As West articulates, a robust right to contract is fundamentally a right to participate. Accordingly, the occupation of the right to contract by a collective of unhoused people in the context of housing makes the housing contract a site of democratic engagement. The redistribution of power inherent to this sort of participatory politics not only disentangles contracting rights from the allocation of property rights but also challenges the traditional power structures that undergird commodified housing. Rather than attempting to limit exploitation, this strategy of organizing and occupation builds the power of the unhoused to meaningfully participate in shaping the terms that will govern their home and shelter. In doing so, the encampments affirm the agency of the unhoused residents as a community and channels Patricia Williams and her poetic reclamation of the formal right to contract: “I may be recognized as a whole, by which I may feed and clothe and shelter myself, by which I may be seen as equal—even if I am stranger.”

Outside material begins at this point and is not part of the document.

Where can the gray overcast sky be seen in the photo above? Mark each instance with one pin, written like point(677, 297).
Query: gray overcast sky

The encampment organizers rejected the notion that only the powerful few have the right to contract and instead prompt us to reimagine a world where everyone – especially the most vulnerable of us – can claim and occupy a right to contract. Through collective organizing, the encampment organizers animated a dormant right and transform the unilateral process of contracting for housing into a bilateral one. They disentangle the right to contract from the distribution of property rights, which snowballs into empowering communities to confront the distribution of property rights and to enter agreements that enshrine the right to housing. Under a regime of commodified housing, property rights, contracting rights, and the right to housing are like a set of Russian nesting dolls, and the encampments’ occupation of the right to contract in pursuit of the right to housing and dignity fundamentally challenges the allocation of property rights. More succinctly, in the words of encampment resident and organizer Dee Black, “we want our rights back!”